KM: One of the key elements was something they called "mobilization." It meant organizing people so that they could get trained people to the right place at the right time. Educators designed the program. They recruited volunteers from the ranks of literate people, including teenagers, and trained them so that they could teach beginning reading. Initially they wanted the teacher/student ratio to be 1:2 but that was not practical so they settled for 1:4. Still a pretty effective ratio! The idea was that these young teachers would go into the homes of illiterate people and get them to agree to be taught through wooing, not coercion. The educators developed a curriculum for the campaign, which the volunteer teachers used while practicing good pedagogy for adults so that people wanted to learn. As people reported that they could now read, flags were raised in villages where everyone was literate. As these flags went up, so did national pride. Eventually they got everybody. Then they created follow-up programs so that people didn't quit but went to the next step to becoming more fluent. They created a newspaper for newly literate adults that would keep them interested.
VC: This was back in the '60s. What happened once the country was somewhat literate?
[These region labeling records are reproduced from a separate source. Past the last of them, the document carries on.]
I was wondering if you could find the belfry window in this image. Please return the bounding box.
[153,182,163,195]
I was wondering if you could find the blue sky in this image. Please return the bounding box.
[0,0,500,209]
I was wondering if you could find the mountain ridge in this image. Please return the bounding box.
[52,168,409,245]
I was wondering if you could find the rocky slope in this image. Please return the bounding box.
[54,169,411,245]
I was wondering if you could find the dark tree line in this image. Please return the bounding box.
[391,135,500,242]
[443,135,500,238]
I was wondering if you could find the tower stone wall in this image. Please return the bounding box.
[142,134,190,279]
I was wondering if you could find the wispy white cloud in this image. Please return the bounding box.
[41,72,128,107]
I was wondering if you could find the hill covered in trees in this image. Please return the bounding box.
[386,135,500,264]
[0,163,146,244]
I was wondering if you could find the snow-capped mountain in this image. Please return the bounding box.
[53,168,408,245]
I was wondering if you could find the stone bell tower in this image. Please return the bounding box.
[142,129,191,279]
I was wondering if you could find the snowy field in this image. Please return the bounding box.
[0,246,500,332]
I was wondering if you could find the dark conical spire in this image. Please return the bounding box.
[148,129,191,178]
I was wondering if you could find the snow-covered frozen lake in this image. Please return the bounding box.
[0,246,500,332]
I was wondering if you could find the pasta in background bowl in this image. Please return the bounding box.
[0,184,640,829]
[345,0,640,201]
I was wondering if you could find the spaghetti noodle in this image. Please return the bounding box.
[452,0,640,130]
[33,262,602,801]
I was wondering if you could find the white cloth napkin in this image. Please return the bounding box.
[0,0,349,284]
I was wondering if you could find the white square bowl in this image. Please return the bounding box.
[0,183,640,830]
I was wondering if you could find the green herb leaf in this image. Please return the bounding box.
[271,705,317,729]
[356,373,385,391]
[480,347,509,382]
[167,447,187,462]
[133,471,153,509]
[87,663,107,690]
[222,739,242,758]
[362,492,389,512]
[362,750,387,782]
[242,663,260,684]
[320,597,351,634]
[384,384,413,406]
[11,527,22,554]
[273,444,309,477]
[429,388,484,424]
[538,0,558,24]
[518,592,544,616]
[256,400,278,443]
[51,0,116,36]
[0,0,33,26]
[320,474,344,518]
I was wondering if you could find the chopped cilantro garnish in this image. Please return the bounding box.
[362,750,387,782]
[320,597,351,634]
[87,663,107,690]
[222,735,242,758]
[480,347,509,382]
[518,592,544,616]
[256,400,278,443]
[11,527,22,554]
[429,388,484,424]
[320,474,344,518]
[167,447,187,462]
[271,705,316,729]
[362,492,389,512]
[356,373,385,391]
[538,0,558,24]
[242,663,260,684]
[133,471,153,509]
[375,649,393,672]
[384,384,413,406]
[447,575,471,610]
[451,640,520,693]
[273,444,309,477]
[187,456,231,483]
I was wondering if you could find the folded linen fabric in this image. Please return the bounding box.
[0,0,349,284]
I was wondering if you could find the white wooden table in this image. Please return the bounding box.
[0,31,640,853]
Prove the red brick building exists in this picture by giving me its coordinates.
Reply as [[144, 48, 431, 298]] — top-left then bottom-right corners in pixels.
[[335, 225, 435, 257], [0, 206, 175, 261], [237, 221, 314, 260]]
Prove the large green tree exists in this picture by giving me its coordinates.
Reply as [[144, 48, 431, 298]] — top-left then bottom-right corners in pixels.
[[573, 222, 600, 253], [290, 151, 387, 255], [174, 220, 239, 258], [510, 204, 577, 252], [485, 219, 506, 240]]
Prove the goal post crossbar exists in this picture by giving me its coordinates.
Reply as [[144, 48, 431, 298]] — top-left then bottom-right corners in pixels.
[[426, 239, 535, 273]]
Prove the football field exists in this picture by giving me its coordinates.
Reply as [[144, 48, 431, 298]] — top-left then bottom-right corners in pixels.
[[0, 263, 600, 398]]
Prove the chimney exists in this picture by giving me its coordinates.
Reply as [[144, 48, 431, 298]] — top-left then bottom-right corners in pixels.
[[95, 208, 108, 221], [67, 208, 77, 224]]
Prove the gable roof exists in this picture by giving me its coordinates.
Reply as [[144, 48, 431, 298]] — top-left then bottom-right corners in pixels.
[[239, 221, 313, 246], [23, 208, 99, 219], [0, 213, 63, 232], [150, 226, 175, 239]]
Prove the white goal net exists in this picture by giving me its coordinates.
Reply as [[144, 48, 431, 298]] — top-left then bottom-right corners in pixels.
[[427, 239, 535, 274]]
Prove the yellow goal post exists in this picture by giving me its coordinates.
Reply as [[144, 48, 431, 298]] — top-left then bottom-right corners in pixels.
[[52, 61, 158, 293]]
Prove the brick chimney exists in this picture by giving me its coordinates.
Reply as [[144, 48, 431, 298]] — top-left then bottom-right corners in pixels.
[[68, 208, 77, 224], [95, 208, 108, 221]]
KM: The companion goal was to build a public school system. For that they needed to double the number of schools, build them in places where people could get to them, even build roads. It was all very carefully planned. They did this, built 17,000 schools, in less than a decade! "Do it for the Revolution" was very central to the culture, creating a lot of peer pressure to contribute. There has been sustained support for education in Cuba over the past 50 years. The Cuban government has been spending 11% of its national budget on education. Finland spends 6%. The US spends 2%. If this percentage is evidence of political will, Cuba's investment in education tops the chart. Teachers in Cuba are extremely highly regarded, as they are in Finland. And, as in Finland, all education is public. There are no private schools. The Cuban schools are good by many measures, not just achievement scores, which are high. Other values that are prized are what kind of person you are, your attitude, your cooperation working with others, how you treat foreign visitors. They consider themselves internationalists. They talk about emulation (cooperation) rather than competition. The place is awash in the arts. It's typical for kids to have arts, music and physical education every day. The curriculum shows an emphasis on science and math.
VC: What is your take-away from your knowledge of Cuban schools?
KM: It is enormously important that all school is free--from infant care, to daycare, to pre-school, through all the grades, the polytechnic institutes, university--even medical school. In Cuba, nobody steps back from school out of fear that the next level isn't affordable. Whereas we have approximately a 30% drop out rate from high school (in the richest nation on earth) Cubans' dropout rate is negligible. The class size is rigorously limited to 25 with a goal of only 15 at the junior high level. The healthcare system is carefully orchestrated with the school system with a doctor in every school, and implications for community mental health.
Beyond logistics, Cubans are very proud of their education system and teachers are well respected. I happened to be in Cuba last December 22 which is Teachers Day, a national holiday, in which teachers are honored and showered with gifts and attention.
Needless to say, Kate Moody has a book in the works on this complex subject, which will be published by University Press of Florida in 2016. Yes, indeed, we have a lot to learn from Cuba.